The PDS study has already explored associations between prenatal influenza, toxoplasmosis, and rubella and later incidence of schizophrenia.
“More important than any individual study is the gestalt that comes out of this line of research,” Mark Opler, Ph.D., a research scientist in the Department of Epidemiology at Columbia University, told Psychiatric News. Opler has conducted studies of prenatal lead exposure as a possible cause of schizophrenia and has collaborated with some of the co-authors of the current study.
“There is emerging a strong body of evidence showing that perturbation of some kind definitely affects the risk on the incidence of disorders in midlife,” he said.

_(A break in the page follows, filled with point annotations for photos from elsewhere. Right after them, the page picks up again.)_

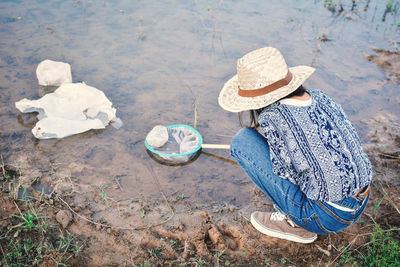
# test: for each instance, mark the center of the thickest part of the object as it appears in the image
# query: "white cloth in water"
(53, 73)
(73, 108)
(158, 136)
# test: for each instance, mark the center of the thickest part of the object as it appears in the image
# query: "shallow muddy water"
(156, 59)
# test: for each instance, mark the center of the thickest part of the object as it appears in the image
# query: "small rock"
(76, 168)
(64, 217)
(214, 235)
(204, 214)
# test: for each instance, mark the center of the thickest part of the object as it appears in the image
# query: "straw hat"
(262, 78)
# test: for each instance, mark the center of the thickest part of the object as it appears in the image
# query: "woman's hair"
(254, 113)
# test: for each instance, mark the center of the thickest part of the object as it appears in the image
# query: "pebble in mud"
(64, 217)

Vicki Babulas, M.P.H., and colleagues examined data from the Child Health and Development Study, which enrolled 7,794 women from the Kaiser Permanente Medical Care Plan in Alameda, Calif., between 1959 and 1966. Researchers such as Jacob Yerushalmy, founder of the Child Health and Development Study, took a long view and set up the organizations and systems to do studies decades into the future.
Checking obstetric and medical records, Babulas and colleagues noted diagnoses of endometritis, cervicitis, pelvic inflammatory disease, vaginitis, syphilis, condylomata, or “venereal disease” in the women they studied. They diagnosed 71 cases of schizophrenia spectrum disorder, either using the Diagnostic Interview for Genetic Studies (44) and/or chart review (27).

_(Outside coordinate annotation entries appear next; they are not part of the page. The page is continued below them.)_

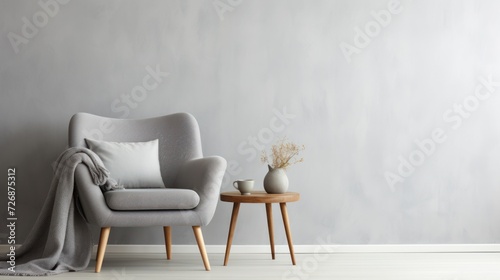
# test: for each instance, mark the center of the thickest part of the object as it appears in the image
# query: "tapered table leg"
(284, 213)
(232, 226)
(168, 241)
(269, 212)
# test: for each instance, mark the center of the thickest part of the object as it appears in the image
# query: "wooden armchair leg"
(101, 249)
(201, 245)
(168, 241)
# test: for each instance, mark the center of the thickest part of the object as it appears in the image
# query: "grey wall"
(358, 102)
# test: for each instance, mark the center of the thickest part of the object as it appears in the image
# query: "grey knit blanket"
(60, 240)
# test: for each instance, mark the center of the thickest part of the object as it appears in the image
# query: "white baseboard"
(302, 249)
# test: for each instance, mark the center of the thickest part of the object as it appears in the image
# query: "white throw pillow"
(131, 164)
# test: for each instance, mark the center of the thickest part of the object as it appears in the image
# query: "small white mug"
(244, 186)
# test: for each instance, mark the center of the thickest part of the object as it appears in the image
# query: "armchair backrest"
(178, 136)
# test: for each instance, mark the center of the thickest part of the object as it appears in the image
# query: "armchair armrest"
(204, 176)
(91, 197)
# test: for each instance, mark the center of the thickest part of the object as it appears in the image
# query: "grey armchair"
(182, 167)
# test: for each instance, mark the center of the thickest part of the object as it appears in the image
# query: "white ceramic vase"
(276, 180)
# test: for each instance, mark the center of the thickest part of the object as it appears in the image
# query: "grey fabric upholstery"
(181, 161)
(152, 199)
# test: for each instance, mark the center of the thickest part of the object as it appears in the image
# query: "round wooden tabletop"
(259, 197)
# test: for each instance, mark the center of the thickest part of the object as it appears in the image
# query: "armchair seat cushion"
(152, 199)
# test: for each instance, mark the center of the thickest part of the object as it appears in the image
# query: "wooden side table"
(261, 197)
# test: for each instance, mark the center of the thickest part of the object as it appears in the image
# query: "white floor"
(345, 266)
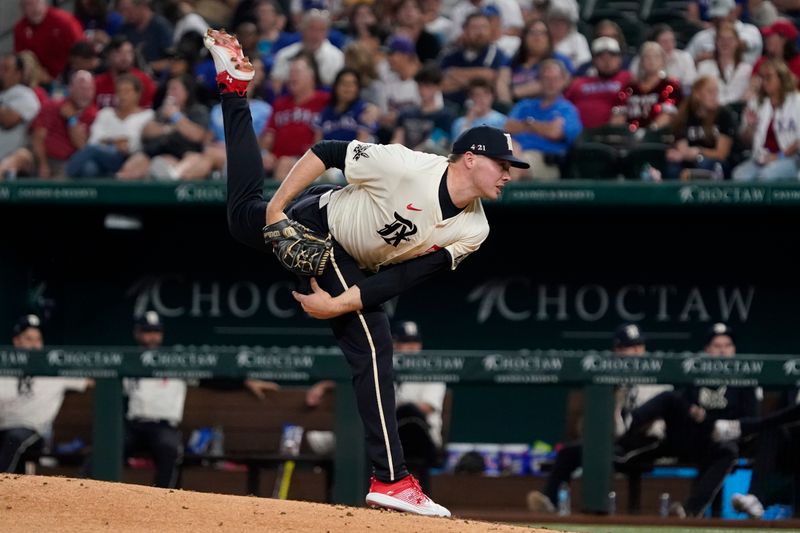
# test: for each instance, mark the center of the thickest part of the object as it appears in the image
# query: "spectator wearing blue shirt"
(479, 109)
(520, 78)
(545, 127)
(477, 57)
(149, 32)
(347, 117)
(427, 127)
(270, 21)
(212, 159)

Children of women exposed to genital or reproductive infections during periconception (from 30 days before the last menstrual period to 30 days after the last period) had a five times greater chance of developing schizophrenia than unexposed control children. Results were adjusted for maternal race, education, age, and mental illness.
The timing of infection appeared significant. Exposure in the first trimester after the periconceptual period or in the second or third trimester produced no such association, wrote Babulas and colleagues.
“It's not just the exposure, but the timing of the exposure,” said Opler. Infections might have different effects if they occur at different times in the pregnancy, he said. If researchers knew the effects that biological agents had at specific stages of development, they could know what systems were likely to be affected at critical points and eventually link etiology with symptoms.
Babulas and colleagues suggested that the effects on the fetus of such infections are biologically plausible. Pathogens for genital or reproductive infections might ascend from the perineum, vagina, or cervix to infect the fetus directly, they wrote. “Alternatively, the pathogenic organism may be transmitted by traversing the placental tissues, gaining access to the fetal bloodstream, and crossing into the developing brain.”
The study is limited by the low numbers of cases exposed to genital/reproductive infections in the womb (five), a lack of serological confirmation of infection, and a definition of infection that includes a number of different microbes. Like previous PDS reports, this study used maternal serum immune markers, not data from inside the fetal compartment.
Nonetheless, the study is bolstered by use of prospective diagnosis and documentation of the mothers' infections and by face-to-face assessments of schizophrenia spectrum disorder.
“We're still in the early stages of studying these effects, but in 10 years [the research has] produced groundbreaking results,” said Opler.